All types are defined in revitpy/orm/validation.py, revitpy/orm/types.py, revitpy/orm/cache.py, revitpy/orm/change_tracker.py, revitpy/orm/relationships.py, and revitpy/orm/query_builder.py.

ORM Entity Types

BaseElement

Defined in revitpy/orm/validation.py. All entity models inherit from BaseElement, which extends Pydantic v2’s BaseModel.

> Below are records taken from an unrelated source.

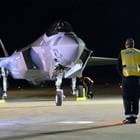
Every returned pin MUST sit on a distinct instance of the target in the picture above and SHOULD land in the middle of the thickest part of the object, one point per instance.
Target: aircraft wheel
(59, 98)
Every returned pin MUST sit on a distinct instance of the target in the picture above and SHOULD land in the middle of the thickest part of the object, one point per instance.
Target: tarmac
(35, 117)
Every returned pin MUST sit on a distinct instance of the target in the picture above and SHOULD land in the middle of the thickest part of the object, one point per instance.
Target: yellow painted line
(2, 101)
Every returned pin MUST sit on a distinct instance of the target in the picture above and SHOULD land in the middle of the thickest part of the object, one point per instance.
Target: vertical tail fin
(3, 48)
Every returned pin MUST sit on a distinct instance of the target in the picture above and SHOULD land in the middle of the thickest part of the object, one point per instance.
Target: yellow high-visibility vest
(130, 62)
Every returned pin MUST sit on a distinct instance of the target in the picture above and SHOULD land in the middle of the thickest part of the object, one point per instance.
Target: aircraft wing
(97, 61)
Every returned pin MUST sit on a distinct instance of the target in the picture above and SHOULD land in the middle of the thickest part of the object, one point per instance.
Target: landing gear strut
(59, 92)
(3, 91)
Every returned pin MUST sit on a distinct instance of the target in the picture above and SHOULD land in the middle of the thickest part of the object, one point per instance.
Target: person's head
(59, 26)
(129, 43)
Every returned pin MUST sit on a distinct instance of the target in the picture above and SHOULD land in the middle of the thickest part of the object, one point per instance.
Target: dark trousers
(131, 94)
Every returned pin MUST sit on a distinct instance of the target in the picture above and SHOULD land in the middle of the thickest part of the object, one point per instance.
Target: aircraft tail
(4, 49)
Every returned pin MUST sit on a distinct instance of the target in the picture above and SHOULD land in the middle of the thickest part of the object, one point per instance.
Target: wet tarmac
(37, 118)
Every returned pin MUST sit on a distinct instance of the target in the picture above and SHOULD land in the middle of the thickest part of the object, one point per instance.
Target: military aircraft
(57, 54)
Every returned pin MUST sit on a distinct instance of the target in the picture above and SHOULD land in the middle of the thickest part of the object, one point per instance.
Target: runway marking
(75, 122)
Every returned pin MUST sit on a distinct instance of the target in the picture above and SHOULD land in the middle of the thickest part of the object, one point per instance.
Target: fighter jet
(59, 53)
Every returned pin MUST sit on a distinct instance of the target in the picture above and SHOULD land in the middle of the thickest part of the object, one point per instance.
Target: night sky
(102, 24)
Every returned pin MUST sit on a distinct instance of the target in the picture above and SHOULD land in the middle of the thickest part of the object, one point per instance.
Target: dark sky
(102, 24)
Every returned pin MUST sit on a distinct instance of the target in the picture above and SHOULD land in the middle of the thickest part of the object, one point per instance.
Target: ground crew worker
(88, 85)
(129, 68)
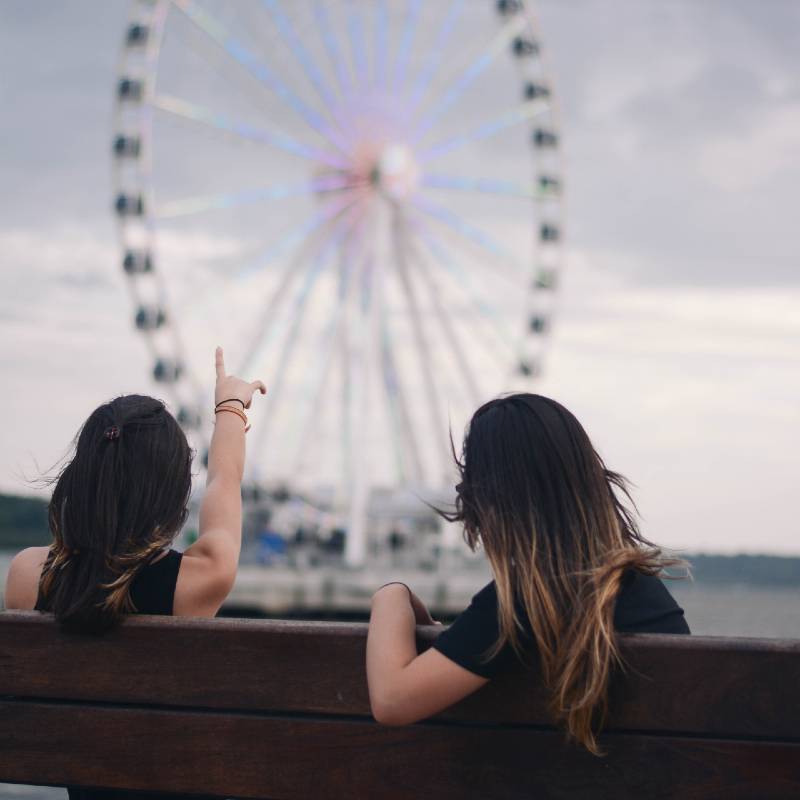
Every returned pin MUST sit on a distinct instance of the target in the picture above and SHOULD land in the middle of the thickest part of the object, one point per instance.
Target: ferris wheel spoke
(484, 59)
(512, 269)
(436, 52)
(479, 186)
(309, 66)
(207, 117)
(213, 28)
(298, 314)
(403, 430)
(308, 236)
(355, 32)
(406, 41)
(200, 204)
(325, 351)
(323, 25)
(401, 255)
(508, 119)
(462, 281)
(434, 295)
(381, 42)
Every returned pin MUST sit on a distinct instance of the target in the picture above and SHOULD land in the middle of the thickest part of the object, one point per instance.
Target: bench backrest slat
(277, 709)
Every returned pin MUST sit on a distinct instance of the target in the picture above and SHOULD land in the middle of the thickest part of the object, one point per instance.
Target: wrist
(393, 589)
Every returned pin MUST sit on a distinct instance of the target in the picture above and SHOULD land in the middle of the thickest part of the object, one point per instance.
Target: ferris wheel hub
(395, 172)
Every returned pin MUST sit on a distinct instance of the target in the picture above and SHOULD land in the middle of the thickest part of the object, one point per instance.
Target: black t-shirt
(643, 606)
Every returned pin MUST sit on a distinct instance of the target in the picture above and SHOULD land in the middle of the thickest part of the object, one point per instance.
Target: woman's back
(643, 605)
(153, 589)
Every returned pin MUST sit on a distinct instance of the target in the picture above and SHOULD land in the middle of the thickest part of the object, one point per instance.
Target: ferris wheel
(365, 198)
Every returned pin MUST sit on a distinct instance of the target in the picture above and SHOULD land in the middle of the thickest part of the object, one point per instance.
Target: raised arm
(405, 687)
(209, 565)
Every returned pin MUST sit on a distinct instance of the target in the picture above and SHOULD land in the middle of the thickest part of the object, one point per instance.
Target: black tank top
(152, 592)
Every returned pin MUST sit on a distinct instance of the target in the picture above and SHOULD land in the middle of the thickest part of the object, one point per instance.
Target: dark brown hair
(119, 501)
(538, 497)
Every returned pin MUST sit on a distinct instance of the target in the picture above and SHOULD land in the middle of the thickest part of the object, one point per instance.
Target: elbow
(390, 711)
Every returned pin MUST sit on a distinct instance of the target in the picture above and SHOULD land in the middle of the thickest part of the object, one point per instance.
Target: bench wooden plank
(256, 755)
(694, 685)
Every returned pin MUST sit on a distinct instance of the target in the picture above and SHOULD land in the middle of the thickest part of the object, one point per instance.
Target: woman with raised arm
(119, 503)
(115, 510)
(570, 569)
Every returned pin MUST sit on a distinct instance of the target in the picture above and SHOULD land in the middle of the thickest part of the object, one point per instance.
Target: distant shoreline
(23, 523)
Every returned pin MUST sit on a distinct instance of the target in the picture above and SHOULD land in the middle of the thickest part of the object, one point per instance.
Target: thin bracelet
(236, 411)
(230, 400)
(397, 583)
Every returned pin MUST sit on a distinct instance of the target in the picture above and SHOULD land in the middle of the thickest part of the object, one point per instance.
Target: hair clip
(112, 433)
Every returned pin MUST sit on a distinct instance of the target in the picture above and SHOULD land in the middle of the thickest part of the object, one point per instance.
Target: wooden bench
(271, 709)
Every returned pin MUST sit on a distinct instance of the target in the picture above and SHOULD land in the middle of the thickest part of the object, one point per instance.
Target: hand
(230, 387)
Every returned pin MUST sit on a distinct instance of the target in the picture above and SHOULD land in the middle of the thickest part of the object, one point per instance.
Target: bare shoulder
(203, 583)
(22, 581)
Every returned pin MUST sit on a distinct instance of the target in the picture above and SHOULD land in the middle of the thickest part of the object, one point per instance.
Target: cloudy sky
(678, 337)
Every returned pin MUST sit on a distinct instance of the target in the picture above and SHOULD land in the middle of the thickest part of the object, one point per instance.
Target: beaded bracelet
(242, 416)
(230, 400)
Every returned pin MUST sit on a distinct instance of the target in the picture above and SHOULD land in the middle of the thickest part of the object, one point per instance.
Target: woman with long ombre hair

class BaseElement(BaseModel):
    model_config = ConfigDict(
        extra="allow",
        validate_default=True,
        use_enum_values=True,
        validate_assignment=True,
        populate_by_name=True,
        strict=False,
        arbitrary_types_allowed=True,
    )

    id: ElementId          # Required, unique identifier
    name: str | None       # max_length=1000, stripped of whitespace
    category: str | None   # max_length=255, stripped of whitespace
    level_id: ElementId | None
    family_name: str | None  # max_length=255
    type_name: str | None    # max_length=255
    created_at: datetime     # Auto-set to UTC now
    modified_at: datetime    # Auto-set to UTC now
    version: int             # >= 1, default 1
    is_valid: bool           # default True
    state: ElementState      # default UNCHANGED

The validate_assignment=True setting means every field assignment after construction is validated through Pydantic. The extra="allow" setting permits dynamic properties for Revit-specific attributes not covered by the base schema.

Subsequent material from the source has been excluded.